Note
Go to the end to download the full example code.
to_onnx and a model with a test¶
Control flow cannot be exported with a change.
The code of the model can be changed or patched
to introduce function torch.cond()
.
A model with a test¶
import torch
from onnx_array_api.plotting.graphviz_helper import plot_dot
from experimental_experiment.helpers import pretty_onnx
from experimental_experiment.torch_interpreter import to_onnx
We define a model with a control flow (-> graph break)
class ForwardWithControlFlowTest(torch.nn.Module):
def forward(self, x):
if x.sum():
return x * 2
return -x
class ModelWithControlFlow(torch.nn.Module):
def __init__(self):
super().__init__()
self.mlp = torch.nn.Sequential(
torch.nn.Linear(3, 2),
torch.nn.Linear(2, 1),
ForwardWithControlFlowTest(),
)
def forward(self, x):
out = self.mlp(x)
return out
model = ModelWithControlFlow()
Let’s check it runs.
x = torch.randn(1, 3)
model(x)
tensor([[-0.7766]], grad_fn=<MulBackward0>)
As expected, it does not export.
try:
torch.export.export(model, (x,))
raise AssertionError("This export should failed unless pytorch now supports this model.")
except Exception as e:
print(e)
Dynamic control flow is not supported at the moment. Please use torch.cond to explicitly capture the control flow. For more information about this error, see: https://pytorch.org/docs/main/generated/exportdb/index.html#cond-operands
from user code:
File "/home/xadupre/github/experimental-experiment/_doc/recipes/plot_exporter_recipes_c_cond.py", line 42, in forward
out = self.mlp(x)
File "/home/xadupre/vv/this312/lib/python3.12/site-packages/torch/nn/modules/module.py", line 1762, in _call_impl
return forward_call(*args, **kwargs)
File "/home/xadupre/github/experimental-experiment/_doc/recipes/plot_exporter_recipes_c_cond.py", line 27, in forward
if x.sum():
Set TORCH_LOGS="+dynamo" and TORCHDYNAMO_VERBOSE=1 for more information
The exporter fails with the same eror as it expects torch.export.export to work.

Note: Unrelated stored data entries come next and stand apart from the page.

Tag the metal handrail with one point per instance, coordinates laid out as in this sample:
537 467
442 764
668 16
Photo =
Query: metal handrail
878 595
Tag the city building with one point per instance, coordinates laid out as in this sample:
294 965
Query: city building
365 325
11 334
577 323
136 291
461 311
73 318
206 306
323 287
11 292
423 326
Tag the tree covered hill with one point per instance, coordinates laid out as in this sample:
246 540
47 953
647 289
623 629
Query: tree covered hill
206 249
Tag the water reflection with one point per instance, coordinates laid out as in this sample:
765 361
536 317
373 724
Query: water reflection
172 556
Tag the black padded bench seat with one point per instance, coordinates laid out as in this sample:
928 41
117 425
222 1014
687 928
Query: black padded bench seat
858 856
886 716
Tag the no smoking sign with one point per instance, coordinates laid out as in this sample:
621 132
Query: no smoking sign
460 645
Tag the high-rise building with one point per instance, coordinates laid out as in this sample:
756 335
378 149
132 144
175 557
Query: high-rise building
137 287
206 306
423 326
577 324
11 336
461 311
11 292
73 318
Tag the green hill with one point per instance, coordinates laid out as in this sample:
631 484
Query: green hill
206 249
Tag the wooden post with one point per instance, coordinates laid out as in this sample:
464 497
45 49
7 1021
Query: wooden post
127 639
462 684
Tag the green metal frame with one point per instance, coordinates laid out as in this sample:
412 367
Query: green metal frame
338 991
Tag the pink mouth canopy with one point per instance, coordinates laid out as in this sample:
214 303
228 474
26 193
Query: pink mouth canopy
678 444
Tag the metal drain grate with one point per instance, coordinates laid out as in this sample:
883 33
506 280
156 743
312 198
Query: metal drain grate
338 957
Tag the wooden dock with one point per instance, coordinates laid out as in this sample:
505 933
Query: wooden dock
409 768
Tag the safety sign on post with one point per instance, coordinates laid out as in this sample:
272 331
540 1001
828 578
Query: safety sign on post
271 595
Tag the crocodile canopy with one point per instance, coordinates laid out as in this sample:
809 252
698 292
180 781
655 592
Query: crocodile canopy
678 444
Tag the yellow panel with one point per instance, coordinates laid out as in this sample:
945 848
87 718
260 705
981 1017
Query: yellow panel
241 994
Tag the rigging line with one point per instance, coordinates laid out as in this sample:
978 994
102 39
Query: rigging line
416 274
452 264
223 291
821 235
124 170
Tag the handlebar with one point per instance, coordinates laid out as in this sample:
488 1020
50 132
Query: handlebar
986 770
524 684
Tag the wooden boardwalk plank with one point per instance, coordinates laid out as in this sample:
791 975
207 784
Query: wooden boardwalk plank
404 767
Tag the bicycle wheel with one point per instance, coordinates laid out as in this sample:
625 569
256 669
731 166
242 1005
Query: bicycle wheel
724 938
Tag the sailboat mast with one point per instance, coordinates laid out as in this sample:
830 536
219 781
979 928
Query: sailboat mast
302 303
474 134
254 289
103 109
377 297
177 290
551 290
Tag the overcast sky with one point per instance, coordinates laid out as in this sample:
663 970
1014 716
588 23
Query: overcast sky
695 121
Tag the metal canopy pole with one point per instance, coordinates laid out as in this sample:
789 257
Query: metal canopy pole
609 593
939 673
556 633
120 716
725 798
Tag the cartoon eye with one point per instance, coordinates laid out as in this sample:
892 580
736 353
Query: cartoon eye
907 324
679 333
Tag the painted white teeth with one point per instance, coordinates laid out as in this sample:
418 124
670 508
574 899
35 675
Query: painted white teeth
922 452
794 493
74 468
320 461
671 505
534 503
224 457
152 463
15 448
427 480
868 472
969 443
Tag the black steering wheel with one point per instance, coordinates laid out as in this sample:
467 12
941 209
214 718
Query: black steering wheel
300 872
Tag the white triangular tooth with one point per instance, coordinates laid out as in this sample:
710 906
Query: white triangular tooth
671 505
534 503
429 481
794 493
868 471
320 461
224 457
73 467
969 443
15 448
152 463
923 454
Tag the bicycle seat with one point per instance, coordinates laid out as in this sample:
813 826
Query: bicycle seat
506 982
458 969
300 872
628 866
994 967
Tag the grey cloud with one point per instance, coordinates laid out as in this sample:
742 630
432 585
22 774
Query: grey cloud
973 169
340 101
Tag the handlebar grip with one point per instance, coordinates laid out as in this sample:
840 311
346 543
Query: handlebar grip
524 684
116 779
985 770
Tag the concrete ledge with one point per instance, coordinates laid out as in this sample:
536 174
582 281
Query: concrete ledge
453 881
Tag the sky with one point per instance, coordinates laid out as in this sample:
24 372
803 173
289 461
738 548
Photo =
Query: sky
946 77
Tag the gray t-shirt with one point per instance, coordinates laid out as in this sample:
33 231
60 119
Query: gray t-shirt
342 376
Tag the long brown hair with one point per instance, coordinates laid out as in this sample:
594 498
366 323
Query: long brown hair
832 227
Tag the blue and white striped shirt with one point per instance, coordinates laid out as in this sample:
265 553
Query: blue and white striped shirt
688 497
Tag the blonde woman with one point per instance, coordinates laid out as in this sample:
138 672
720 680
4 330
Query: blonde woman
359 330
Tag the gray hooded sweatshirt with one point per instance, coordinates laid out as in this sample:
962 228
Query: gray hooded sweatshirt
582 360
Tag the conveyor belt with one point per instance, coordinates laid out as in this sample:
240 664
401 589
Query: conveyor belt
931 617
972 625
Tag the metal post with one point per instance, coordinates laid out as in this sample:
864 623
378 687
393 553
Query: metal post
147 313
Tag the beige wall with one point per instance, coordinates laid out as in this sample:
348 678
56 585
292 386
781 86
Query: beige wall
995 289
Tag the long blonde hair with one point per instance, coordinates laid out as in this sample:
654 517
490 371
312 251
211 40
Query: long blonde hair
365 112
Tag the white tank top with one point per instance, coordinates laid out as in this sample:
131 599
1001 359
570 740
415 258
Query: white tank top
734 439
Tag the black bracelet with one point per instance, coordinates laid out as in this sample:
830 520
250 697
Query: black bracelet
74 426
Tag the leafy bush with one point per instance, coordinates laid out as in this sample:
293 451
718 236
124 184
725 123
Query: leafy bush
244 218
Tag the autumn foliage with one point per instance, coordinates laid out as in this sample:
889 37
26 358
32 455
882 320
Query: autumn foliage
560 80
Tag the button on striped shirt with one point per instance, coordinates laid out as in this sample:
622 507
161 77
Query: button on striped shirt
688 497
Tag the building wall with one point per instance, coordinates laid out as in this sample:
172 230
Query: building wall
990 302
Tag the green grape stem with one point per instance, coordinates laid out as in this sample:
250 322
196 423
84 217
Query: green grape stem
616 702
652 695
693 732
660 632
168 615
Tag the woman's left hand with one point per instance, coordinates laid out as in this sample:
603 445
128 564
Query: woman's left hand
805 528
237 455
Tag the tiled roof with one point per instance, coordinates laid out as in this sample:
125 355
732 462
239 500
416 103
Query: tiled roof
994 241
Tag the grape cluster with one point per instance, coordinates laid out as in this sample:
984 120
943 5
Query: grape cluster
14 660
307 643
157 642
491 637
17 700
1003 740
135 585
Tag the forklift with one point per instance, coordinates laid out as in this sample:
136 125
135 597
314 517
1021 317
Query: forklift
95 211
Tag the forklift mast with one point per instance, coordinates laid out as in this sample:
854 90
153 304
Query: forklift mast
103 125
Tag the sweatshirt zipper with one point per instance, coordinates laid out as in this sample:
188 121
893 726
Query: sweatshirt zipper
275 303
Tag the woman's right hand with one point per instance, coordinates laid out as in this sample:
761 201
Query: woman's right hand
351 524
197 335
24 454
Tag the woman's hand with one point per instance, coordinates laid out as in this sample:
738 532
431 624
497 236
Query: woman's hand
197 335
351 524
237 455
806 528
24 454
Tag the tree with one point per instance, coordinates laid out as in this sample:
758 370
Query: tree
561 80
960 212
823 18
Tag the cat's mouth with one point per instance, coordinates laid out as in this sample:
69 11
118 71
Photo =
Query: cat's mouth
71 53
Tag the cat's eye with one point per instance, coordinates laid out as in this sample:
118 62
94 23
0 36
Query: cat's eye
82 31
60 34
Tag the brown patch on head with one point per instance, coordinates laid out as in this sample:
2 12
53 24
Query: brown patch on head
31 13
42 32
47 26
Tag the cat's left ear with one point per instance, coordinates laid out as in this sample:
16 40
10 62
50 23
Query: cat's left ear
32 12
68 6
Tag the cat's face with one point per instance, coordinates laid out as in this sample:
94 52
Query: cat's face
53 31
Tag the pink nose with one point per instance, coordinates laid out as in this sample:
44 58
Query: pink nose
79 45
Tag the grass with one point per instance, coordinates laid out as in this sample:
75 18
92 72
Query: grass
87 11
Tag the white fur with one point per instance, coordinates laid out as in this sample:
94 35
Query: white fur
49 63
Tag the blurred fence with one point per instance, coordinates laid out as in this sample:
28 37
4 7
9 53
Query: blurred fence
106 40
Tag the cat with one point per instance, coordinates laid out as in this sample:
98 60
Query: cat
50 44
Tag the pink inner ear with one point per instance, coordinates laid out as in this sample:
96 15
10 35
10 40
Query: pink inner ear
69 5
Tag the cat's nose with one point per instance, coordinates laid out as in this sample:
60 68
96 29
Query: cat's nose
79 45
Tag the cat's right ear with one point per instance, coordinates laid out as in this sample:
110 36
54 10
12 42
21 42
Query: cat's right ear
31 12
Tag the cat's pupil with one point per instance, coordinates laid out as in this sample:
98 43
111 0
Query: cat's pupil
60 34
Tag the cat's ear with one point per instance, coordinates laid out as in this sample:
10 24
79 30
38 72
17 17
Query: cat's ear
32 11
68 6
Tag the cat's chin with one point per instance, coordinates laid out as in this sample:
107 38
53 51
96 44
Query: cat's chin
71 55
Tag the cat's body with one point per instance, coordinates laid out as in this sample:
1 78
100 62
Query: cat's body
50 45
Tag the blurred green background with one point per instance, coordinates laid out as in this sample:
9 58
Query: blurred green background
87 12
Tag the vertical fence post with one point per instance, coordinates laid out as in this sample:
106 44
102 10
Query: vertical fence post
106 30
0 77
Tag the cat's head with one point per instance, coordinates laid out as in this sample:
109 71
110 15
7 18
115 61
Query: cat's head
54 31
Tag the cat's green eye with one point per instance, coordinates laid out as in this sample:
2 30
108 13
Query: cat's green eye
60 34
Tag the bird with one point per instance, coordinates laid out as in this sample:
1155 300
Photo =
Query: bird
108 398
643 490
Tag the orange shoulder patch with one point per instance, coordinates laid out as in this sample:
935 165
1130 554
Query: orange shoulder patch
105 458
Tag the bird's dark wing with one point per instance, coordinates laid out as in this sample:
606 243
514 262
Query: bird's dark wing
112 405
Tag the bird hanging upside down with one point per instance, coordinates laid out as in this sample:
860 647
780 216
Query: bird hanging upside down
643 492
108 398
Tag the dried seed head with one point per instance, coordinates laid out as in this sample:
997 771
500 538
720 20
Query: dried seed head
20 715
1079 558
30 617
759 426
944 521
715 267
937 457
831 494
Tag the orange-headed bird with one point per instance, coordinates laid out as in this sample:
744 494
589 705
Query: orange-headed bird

Dynamic control flow is not supported at the moment. Please use torch.cond to explicitly capture the control flow. For more information about this error, see: https://pytorch.org/docs/main/generated/exportdb/index.html#cond-operands
from user code:
File "/home/xadupre/github/experimental-experiment/_doc/recipes/plot_exporter_recipes_c_cond.py", line 42, in forward
out = self.mlp(x)
File "/home/xadupre/vv/this312/lib/python3.12/site-packages/torch/nn/modules/module.py", line 1762, in _call_impl
return forward_call(*args, **kwargs)
File "/home/xadupre/github/experimental-experiment/_doc/recipes/plot_exporter_recipes_c_cond.py", line 27, in forward
if x.sum():
Set TORCH_LOGS="+dynamo" and TORCHDYNAMO_VERBOSE=1 for more information
Suggested Patch¶
Let’s avoid the graph break by replacing the forward.
def new_forward(x):
def identity2(x):
return x * 2
def neg(x):
return -x
return torch.cond(x.sum() > 0, identity2, neg, (x,))
print("the list of submodules")
for name, mod in model.named_modules():
print(name, type(mod))
if isinstance(mod, ForwardWithControlFlowTest):
mod.forward = new_forward
the list of submodules
<class '__main__.ModelWithControlFlow'>
mlp <class 'torch.nn.modules.container.Sequential'>
mlp.0 <class 'torch.nn.modules.linear.Linear'>
mlp.1 <class 'torch.nn.modules.linear.Linear'>
mlp.2 <class '__main__.ForwardWithControlFlowTest'>
Let’s see what the fx graph looks like.
print(torch.export.export(model, (x,)).graph)
graph():
%p_mlp_0_weight : [num_users=1] = placeholder[target=p_mlp_0_weight]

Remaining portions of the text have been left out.